1921: Canadian medical researchers Frederick Banting and Charles Best at the University of Toronto isolated insulin for the first time. It proved an effective treatment for diabetes.
1953: After over 3 years of war, the armistice at Panmunjon was signed between the United Nations and North Korea to end the Korean War. The agreement saw a 4 kilometer buffer zone created to separate the two Koreas.
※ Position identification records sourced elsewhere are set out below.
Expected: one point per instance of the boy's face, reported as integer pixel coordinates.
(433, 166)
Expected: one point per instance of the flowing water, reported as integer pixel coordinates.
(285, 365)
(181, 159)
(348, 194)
During the war, 116,000 United Nations and 1,500,000 Chinese and North Korean troops were killed.
1954: Britain and Egypt signed an agreement to end British administration of the Suez Canal Zone (that Britain had defended, for Egypt, against Nazi Germany during the Second World War; see also A History Of Jerusalem: The British Mandate).
1955: Austria regained its sovereignty after 17 years of occupation by foreign troops (German troops just before and during the Second World War, the primarily U.S., British and Canadian troops after).
1964: Winston Churchill, the longest-serving Member of Parliament in British history, made his last appearance in the House of Commons.
1964: President Lyndon Johnson sent an additional 5,000 U.S. Army "advisers" into the Vietnam War (which was actually a civil war between the people of Vietnam whose nation had been divided into "north" and "south" by French colonial forces in the 1950s; the U.S. resumed the occupation when the French left).
1974: During the Watergate criminal investigations, the U.S. House of Representatives Judiciary Committee voted 27 to 11 to recommend the first article of impeachment, for obstruction of justice, against President Richard Nixon.
1980: Mohammed Reza Pahlavi died of cancer while in exile in Egypt. The Shah of Iran from 1941, the U.S. stooge-dictator fled the country during the Iranian revolution in 1979. Ayatollah Khomeini succeeded him as Iran's leader, resulting in Iran replacing a puppet thug with a rabid Muslim thug.
1989: Christer Pettersson was found guilty and jailed for life for the 1986 murder of Swedish Prime Minister Olof Palme. He was later acquitted and the crime has remained unsolved.
1990: Belarus declared its independence from the Soviet Union.
1996: During the Olympic Games in Atlanta a bomb exploded in an entertainment park, killing two and wounding 110.